How the depth of contig was calculated?
Issue #35
resolved
Hi, Is there any where I can know how the depth of contig coverage was calculated
Comments (3)
-
-
- changed status to resolved
-
Hi thanks to your prompt reply. I am some confused about what's the formula used to calculate the contig depth. In samtools, I can use command:
samtools depth k119_4_sorted.bam >d1.txt
to generate the depth of each site. and if I use metabat, I used the following command to generate the contig depth:
jgi_summarize_bam_contig_depths --outputDepth d2.txt k119_4_sorted.bam
Initially I thought the average depth of each site(from samtool) will be the contig depth.

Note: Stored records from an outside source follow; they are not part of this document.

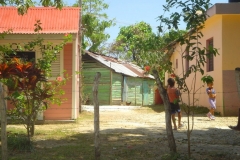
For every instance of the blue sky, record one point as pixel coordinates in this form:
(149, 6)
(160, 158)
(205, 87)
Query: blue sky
(128, 12)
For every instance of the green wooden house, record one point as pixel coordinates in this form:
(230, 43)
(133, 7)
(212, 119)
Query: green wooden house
(121, 83)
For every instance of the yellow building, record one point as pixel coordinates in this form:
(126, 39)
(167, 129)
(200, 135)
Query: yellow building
(222, 30)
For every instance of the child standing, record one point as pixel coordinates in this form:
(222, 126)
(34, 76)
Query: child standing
(211, 99)
(173, 95)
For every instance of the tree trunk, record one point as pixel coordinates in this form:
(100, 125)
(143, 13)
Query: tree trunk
(3, 109)
(80, 54)
(238, 125)
(96, 117)
(164, 96)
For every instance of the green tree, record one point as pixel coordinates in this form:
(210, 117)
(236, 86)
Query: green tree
(94, 23)
(139, 44)
(134, 40)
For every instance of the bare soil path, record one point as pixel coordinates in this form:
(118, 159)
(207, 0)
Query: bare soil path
(136, 134)
(144, 130)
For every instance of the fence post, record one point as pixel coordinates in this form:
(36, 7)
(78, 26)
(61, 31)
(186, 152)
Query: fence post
(3, 109)
(96, 116)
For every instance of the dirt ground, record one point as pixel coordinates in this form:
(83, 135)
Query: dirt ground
(142, 132)
(211, 139)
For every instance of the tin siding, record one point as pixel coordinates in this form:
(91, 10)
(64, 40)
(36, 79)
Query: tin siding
(90, 68)
(117, 80)
(134, 90)
(63, 112)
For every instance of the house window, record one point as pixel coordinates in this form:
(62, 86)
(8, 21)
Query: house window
(31, 56)
(210, 57)
(25, 56)
(186, 61)
(176, 64)
(56, 66)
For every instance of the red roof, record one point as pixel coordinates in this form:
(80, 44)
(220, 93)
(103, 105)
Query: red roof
(53, 20)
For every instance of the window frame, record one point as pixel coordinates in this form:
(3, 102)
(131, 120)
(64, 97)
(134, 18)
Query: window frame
(210, 59)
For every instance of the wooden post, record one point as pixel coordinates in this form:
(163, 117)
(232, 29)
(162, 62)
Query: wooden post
(238, 125)
(3, 109)
(167, 106)
(96, 117)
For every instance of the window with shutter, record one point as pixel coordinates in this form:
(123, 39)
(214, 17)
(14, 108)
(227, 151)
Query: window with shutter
(56, 66)
(210, 57)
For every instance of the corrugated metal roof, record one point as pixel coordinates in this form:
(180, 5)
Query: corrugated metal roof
(53, 20)
(119, 66)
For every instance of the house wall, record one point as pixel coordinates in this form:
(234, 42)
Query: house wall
(231, 54)
(63, 112)
(213, 29)
(133, 91)
(138, 91)
(90, 68)
(117, 87)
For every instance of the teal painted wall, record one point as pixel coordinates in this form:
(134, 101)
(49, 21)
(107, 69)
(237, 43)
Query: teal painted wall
(134, 90)
(88, 73)
(117, 80)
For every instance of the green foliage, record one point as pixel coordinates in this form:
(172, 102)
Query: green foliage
(94, 24)
(207, 79)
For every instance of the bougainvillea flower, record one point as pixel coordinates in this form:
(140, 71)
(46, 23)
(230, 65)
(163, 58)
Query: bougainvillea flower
(59, 79)
(147, 68)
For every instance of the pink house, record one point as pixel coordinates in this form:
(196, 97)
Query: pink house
(55, 24)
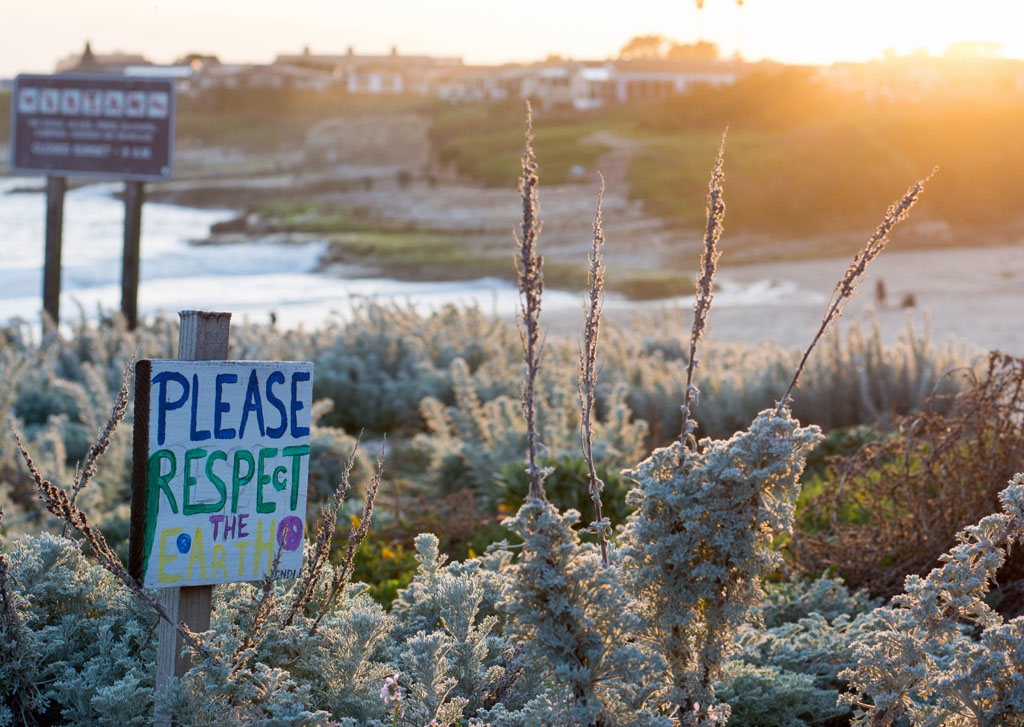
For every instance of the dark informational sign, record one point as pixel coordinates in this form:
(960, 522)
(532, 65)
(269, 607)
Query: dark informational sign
(93, 126)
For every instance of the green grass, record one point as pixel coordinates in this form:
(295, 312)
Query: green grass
(484, 142)
(824, 178)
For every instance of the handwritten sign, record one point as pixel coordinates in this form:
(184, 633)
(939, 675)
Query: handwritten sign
(221, 464)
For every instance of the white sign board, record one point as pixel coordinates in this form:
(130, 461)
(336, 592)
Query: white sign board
(221, 463)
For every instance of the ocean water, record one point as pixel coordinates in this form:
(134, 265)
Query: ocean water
(250, 280)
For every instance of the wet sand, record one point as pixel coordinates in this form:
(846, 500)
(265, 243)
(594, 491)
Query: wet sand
(974, 296)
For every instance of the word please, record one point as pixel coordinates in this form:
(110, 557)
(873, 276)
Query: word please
(260, 399)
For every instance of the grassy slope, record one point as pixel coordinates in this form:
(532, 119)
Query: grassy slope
(4, 115)
(484, 141)
(802, 159)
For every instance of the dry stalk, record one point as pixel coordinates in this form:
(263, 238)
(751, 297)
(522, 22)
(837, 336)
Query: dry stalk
(312, 570)
(87, 469)
(57, 502)
(530, 279)
(343, 571)
(706, 281)
(587, 374)
(261, 614)
(847, 287)
(10, 647)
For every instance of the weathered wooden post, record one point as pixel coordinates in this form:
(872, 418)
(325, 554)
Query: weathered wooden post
(92, 126)
(203, 336)
(219, 471)
(134, 194)
(55, 187)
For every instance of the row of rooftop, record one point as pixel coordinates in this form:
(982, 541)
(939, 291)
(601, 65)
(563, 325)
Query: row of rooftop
(556, 82)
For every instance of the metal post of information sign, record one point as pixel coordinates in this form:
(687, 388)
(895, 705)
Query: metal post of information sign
(108, 127)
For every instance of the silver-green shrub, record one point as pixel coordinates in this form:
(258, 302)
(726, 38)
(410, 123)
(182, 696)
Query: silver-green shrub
(700, 542)
(943, 657)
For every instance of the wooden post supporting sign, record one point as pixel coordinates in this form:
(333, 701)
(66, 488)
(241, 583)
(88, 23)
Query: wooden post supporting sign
(61, 126)
(203, 336)
(134, 193)
(219, 472)
(55, 187)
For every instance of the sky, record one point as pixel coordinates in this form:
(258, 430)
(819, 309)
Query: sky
(34, 34)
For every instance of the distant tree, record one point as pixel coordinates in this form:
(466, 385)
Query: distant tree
(202, 58)
(645, 47)
(701, 50)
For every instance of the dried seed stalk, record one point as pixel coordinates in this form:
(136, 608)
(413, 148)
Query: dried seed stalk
(530, 279)
(312, 570)
(587, 373)
(706, 280)
(343, 571)
(847, 287)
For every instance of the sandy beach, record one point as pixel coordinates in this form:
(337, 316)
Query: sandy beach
(972, 296)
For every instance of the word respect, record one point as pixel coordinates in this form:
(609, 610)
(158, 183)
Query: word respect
(279, 469)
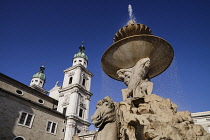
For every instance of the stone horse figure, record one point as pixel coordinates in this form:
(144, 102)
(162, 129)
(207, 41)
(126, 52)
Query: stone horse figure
(106, 119)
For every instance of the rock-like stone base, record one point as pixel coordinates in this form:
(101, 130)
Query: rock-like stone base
(155, 118)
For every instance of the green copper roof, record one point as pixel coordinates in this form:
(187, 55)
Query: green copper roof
(81, 53)
(40, 74)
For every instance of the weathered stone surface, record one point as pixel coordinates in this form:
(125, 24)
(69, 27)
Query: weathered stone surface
(136, 80)
(153, 119)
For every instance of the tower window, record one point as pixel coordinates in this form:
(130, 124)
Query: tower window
(41, 101)
(19, 92)
(51, 127)
(83, 82)
(64, 111)
(25, 119)
(80, 112)
(70, 80)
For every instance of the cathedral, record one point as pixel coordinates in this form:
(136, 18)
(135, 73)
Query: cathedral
(29, 113)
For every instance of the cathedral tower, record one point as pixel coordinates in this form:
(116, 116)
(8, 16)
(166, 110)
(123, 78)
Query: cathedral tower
(74, 95)
(38, 80)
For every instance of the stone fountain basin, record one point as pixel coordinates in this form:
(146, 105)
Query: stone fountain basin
(127, 51)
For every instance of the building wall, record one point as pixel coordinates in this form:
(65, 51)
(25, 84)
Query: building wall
(27, 92)
(16, 98)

awk '{sum+=$3}END{print sum/329}' d1.txt
However, it's not true. Can you help me to figure out where it goes wrong?
Thanks, Yun
- Log in to comment
Hi,
There are a couple of factors that are used (by default) to improve the depth coverage estimate. The depth per contig calculations are calculated by the jgi_summarize_bam_contigs_depth program in the MetaBAT distribution that can be invoked independently.
Here are the options to that:
But basically the depth is calculated for every read that maps with >=97% identity to the assembly scaffold : (i.e. matches / (matches + mismatches + insertions + deletions) >= 0.97)
And the edges of a contig are excluded (1 average-read-length from either end)
-Rob